Я в это лето очень сдружился с Гребенщиковым. Жена Игоря Нина, была чудесная поэтесса, и сам Игорь был не только биологом, но и поэтом. У нас образовались своего рода литературные вечера, где Игорь и Нина декламировали свои стихи, а Игорь иногда читал нам вслух различные романы. Владимир Иванович Селинов, большой знаток русской поэзии, всегда присутствовал на этих вечерах, а иногда приходили и Лелька, Розенкетер, не понимавший по-русски, и еще кто-нибудь. Эти вечера были исключительно приятны, а к тому же было еще теплое лето, вечера были длинные и - в конце концов - мы все были тогда на этих, вечерах очень счастливы, несмотря на голод, нужду и даже ужас, который окружал наш Буховский парк. Нина Гребенщикова назвала этот Буховский парк "очарованным садом", и этот "очарованный сад" несколько раз появлялся в ее стихах. Эти "литературные вечера" Колюша, тоже не посещал. Он продолжал быть занятым своими тяжелыми мыслями и заботами.
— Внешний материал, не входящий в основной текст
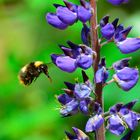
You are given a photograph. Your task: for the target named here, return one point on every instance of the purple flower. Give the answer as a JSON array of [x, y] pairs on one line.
[[84, 105], [121, 63], [112, 30], [108, 29], [126, 78], [129, 45], [70, 108], [117, 2], [95, 122], [82, 91], [84, 14], [69, 14], [85, 34], [122, 117], [127, 136], [78, 135], [76, 56], [76, 97], [66, 16], [55, 21], [130, 117], [121, 33], [115, 125], [101, 74]]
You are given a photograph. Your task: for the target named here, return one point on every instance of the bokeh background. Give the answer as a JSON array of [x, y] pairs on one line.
[[32, 113]]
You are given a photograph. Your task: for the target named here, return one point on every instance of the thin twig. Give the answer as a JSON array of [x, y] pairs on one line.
[[100, 133]]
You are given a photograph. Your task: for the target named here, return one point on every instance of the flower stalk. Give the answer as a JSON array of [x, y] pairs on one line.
[[100, 133]]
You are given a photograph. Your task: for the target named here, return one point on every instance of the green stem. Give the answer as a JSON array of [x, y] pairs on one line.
[[100, 133]]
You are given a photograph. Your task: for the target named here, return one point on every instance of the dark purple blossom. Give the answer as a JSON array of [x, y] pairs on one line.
[[129, 45], [121, 63], [76, 97], [115, 125], [55, 21], [126, 78], [85, 35], [95, 122], [117, 2], [112, 30], [101, 74], [121, 33], [82, 91], [69, 14], [70, 108], [121, 117], [73, 57], [78, 135]]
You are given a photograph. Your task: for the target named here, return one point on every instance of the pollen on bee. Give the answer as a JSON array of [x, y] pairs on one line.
[[24, 68], [38, 63]]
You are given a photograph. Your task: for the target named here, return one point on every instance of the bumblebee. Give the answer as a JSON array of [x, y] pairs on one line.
[[31, 72]]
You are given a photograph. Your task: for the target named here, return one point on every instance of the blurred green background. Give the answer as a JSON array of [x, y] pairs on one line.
[[31, 113]]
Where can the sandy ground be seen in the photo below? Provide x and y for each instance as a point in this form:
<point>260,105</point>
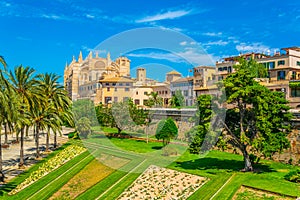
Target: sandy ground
<point>11,155</point>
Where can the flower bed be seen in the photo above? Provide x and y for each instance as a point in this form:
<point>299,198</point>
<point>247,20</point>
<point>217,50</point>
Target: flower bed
<point>53,163</point>
<point>162,183</point>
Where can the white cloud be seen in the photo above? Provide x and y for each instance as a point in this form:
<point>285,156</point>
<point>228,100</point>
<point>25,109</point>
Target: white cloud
<point>213,34</point>
<point>165,15</point>
<point>189,54</point>
<point>90,16</point>
<point>254,47</point>
<point>219,43</point>
<point>53,16</point>
<point>183,43</point>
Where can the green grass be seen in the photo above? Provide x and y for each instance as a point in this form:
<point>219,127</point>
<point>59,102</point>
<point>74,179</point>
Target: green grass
<point>217,166</point>
<point>38,188</point>
<point>19,179</point>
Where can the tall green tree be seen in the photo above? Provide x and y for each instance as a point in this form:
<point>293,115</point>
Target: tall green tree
<point>202,121</point>
<point>4,98</point>
<point>166,130</point>
<point>257,120</point>
<point>154,100</point>
<point>177,99</point>
<point>23,82</point>
<point>57,102</point>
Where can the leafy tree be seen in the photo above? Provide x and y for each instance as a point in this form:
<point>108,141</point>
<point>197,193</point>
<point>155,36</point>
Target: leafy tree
<point>138,115</point>
<point>104,115</point>
<point>154,100</point>
<point>177,100</point>
<point>257,119</point>
<point>23,82</point>
<point>84,108</point>
<point>202,119</point>
<point>121,116</point>
<point>166,130</point>
<point>83,127</point>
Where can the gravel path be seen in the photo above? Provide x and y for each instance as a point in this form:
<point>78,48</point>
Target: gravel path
<point>11,155</point>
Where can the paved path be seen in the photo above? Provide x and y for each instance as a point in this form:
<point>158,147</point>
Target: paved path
<point>11,156</point>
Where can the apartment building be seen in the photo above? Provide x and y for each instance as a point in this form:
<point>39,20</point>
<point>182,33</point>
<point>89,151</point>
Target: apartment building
<point>283,72</point>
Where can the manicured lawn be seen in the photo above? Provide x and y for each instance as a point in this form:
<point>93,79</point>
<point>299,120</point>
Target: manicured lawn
<point>217,166</point>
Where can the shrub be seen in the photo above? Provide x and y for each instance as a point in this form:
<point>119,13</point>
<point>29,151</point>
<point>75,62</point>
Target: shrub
<point>169,151</point>
<point>293,176</point>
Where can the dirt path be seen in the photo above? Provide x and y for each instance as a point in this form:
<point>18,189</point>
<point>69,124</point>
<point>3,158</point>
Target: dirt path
<point>11,155</point>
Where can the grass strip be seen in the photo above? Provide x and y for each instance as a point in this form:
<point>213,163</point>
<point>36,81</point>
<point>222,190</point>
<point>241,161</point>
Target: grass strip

Спать мы сложились обычно очень поздно. Расходились по своим квартирам и искали что-нибудь съедобное. Варили себе на ночь какой-нибудь самодельный суп или доставали оставшуюся коробку сардинок, которые нам давали военные, которых мы фотографировали, Фотографирование солдат был тогда наш способ зарабатывать! Обычно обе стороны оставались довольными, и за хорошую фотографию мы получали корнбиф, сардинки, иногда муку или "трофейные сигареты", Так, в один из вечеров, уже в час ночи или позже, я стоял в кухне нашей квартиры и искал, что можно было бы "сожрать". Вдруг я услышал шорох автомобильных шин и увидал огромный, черный "Мерседес", который остановился прямо перед открытой дверью. Трое мужчин вылезли из машины и направились прямо ко мне. "Скажите, Вы не знаете, где тут живет профессор Тимофеев-Ресовский?" Я вызвался их проводить, и повел их через парк к Торхаузу. Колюша тоже еще не ложился, и я сказал ему, что там три человека хотят с ним поговорить. Колюша вышел к ним, и приехавшие люди очень любезно попросили Колюшу съездить с ними в Берлин на какую-то конференцию! Через час или два его привезут обратно. "Ну а я пойду спать, - сказал я Колюше, - ведь завтра мы ужинаем вместе?"
После этого мы услыхали вновь о Колюше ровно через два года, а я уже больше Колюшу никогда не видал!